How To Win At Meetings: The Laptop Barrier

You feel like you are out of touch with your team, as a manager.  Hiding behind your cell phone or your laptop, you realize that don’t you? Read on for some encouragement.

Communication is key in meetings. Part of better communication is creating a neutral environment through room selection, attention to seating, temperature, etc. We go to these pains because we want to communicate “I’m interested in what you have to say and I want you to hear everything I have to say.” When that is done, what is the first thing we do? Pop open a laptop and check email.

What exactly is that supposed to communicate? “What you have to say is not as important as this IM about lunch.”

There is also the occasion when you find a lengthy meeting with a dozen or so participants buried in the screens of their laptops, so engaged with their personal communications that the presenter even drops out.  This team is paralyzed with no takeaways, no answers, and hardly any value earned.  This paralysis reveals a number of organizational problems if you dig deep enough.  However, removing the technological barriers and distractions from productivity allows the individual strengths the meeting has suppressed to result in solutions and innovations.

As a project manager, estimate the man hours lost in that one scenario. Then put bill rates on it. Tracking with me now?

If not consider this, your wife makes a candlelit dinner to set the mood.  Devoid of a romantic response, you sit down at the table and dive into email.  The wife then casts some stink-eye on you thinking “You like the sofa?”

Not there yet? CEO calls you to his suite to talk status. Are you really going to answer IMs from your office mates?
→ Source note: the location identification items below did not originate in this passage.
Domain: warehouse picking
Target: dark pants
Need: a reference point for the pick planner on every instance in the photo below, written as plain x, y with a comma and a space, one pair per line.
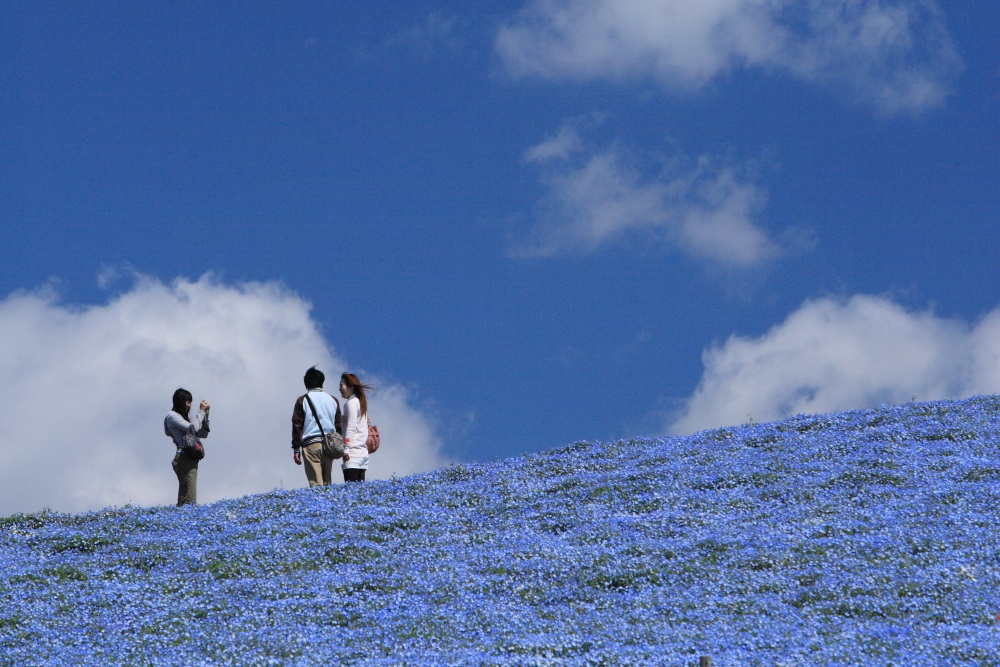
354, 474
186, 470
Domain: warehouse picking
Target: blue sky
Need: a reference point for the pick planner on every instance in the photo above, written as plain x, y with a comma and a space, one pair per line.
525, 223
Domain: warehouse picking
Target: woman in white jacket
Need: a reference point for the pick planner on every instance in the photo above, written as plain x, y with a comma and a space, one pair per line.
177, 425
355, 424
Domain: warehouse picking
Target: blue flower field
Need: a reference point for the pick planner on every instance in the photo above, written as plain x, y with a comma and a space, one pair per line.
866, 537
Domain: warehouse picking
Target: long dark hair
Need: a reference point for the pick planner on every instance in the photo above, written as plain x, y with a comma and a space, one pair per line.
181, 398
352, 381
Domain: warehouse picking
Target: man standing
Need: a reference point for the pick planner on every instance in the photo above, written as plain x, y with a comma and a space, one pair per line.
306, 433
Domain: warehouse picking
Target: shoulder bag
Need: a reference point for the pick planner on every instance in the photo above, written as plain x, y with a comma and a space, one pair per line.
333, 442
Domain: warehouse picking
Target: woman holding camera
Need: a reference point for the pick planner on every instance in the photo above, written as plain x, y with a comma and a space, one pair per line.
185, 434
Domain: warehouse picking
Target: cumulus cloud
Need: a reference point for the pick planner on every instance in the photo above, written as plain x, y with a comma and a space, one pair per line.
595, 197
86, 388
894, 54
838, 354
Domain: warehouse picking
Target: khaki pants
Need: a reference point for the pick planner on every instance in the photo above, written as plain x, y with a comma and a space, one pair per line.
187, 479
318, 467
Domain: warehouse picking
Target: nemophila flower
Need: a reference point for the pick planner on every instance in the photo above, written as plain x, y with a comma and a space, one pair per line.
818, 540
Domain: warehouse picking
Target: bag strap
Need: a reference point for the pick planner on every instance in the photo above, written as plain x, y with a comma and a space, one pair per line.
316, 417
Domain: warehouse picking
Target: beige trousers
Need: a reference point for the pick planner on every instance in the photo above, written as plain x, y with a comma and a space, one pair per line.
318, 467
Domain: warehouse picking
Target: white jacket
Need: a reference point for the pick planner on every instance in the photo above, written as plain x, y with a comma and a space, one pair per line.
355, 434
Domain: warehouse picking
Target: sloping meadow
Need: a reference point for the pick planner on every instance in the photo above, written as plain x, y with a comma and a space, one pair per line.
861, 537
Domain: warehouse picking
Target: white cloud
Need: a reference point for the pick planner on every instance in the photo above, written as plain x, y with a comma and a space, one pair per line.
597, 197
86, 388
835, 354
893, 54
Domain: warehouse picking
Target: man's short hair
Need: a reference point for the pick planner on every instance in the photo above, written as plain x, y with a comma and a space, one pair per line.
314, 378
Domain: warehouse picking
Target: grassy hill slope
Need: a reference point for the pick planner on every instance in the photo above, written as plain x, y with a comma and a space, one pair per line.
867, 537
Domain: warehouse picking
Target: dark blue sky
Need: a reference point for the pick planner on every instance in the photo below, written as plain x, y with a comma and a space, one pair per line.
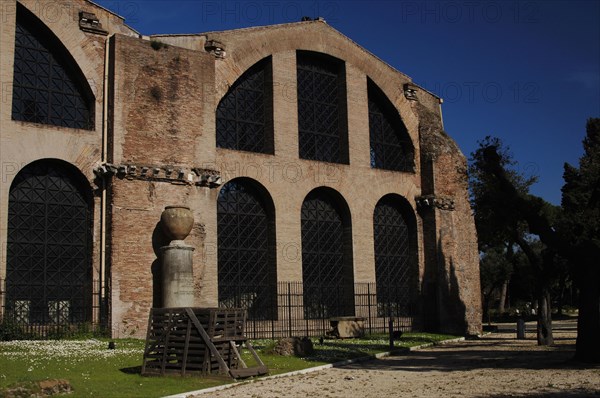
525, 71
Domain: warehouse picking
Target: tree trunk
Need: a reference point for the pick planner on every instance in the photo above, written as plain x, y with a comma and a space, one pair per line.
502, 301
588, 324
544, 319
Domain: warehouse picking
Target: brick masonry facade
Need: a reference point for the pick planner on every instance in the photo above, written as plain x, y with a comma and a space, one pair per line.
158, 123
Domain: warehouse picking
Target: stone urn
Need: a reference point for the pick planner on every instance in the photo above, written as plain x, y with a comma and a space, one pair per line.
177, 222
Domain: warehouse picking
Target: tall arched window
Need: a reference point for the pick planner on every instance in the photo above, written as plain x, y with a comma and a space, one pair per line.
246, 249
48, 86
49, 270
322, 114
395, 255
245, 114
327, 273
391, 146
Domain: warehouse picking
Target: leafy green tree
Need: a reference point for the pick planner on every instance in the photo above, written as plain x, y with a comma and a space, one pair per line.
495, 271
580, 232
506, 212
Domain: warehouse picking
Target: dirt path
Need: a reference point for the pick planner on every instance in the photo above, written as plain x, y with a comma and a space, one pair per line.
496, 365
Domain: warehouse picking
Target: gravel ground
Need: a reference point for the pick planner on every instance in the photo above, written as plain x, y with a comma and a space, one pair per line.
496, 365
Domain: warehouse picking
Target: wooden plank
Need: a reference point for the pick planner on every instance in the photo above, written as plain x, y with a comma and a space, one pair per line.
254, 354
237, 353
186, 347
209, 343
248, 372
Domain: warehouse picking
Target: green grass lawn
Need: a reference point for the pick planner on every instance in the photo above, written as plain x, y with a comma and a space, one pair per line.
95, 371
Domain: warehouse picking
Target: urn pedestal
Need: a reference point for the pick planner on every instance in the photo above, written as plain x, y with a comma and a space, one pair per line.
177, 260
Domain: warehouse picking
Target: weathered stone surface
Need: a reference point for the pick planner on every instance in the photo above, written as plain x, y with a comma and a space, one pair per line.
161, 119
300, 347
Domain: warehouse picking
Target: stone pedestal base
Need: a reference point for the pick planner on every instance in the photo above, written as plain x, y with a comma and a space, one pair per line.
178, 279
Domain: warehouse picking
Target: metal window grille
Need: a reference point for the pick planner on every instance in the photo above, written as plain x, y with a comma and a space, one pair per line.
324, 259
244, 114
391, 148
245, 246
47, 87
392, 259
48, 272
322, 121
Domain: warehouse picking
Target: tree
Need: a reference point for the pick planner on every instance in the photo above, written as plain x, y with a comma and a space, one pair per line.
580, 230
504, 210
495, 271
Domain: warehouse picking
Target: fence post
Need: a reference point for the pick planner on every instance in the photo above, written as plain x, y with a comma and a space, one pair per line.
289, 310
369, 306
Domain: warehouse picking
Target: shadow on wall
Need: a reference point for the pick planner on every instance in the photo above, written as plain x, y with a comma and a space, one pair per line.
452, 308
159, 239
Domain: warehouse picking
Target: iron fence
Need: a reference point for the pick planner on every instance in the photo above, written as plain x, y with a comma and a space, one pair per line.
52, 317
287, 315
280, 313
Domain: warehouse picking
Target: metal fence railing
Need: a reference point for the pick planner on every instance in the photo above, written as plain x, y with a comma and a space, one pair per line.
42, 316
287, 314
282, 310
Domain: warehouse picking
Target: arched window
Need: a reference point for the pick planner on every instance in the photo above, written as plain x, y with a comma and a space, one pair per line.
322, 115
48, 86
327, 273
49, 270
246, 249
395, 255
245, 114
391, 147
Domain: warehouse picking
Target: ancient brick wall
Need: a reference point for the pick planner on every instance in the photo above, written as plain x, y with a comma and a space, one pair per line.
160, 141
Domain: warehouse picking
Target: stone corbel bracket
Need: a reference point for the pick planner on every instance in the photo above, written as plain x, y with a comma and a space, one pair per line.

Now, put yourself on the other side of the table. This is your team. One-on-one, plan the message you want to give your tech lead or developer. Picture yourself closing the screen down and hearing everything he needs to share.  Yes, the first time you do this you’ll scare their pants off but you’ve bought their attention. Chances are that every time you meet with them or pass them in the hall you will have their increased trust and their interest.  You can bet they will be prepared for the next meeting.

Suspend your personal need for instant gratification and captivate your audience, engage the team, and–just maybe–energize your projects.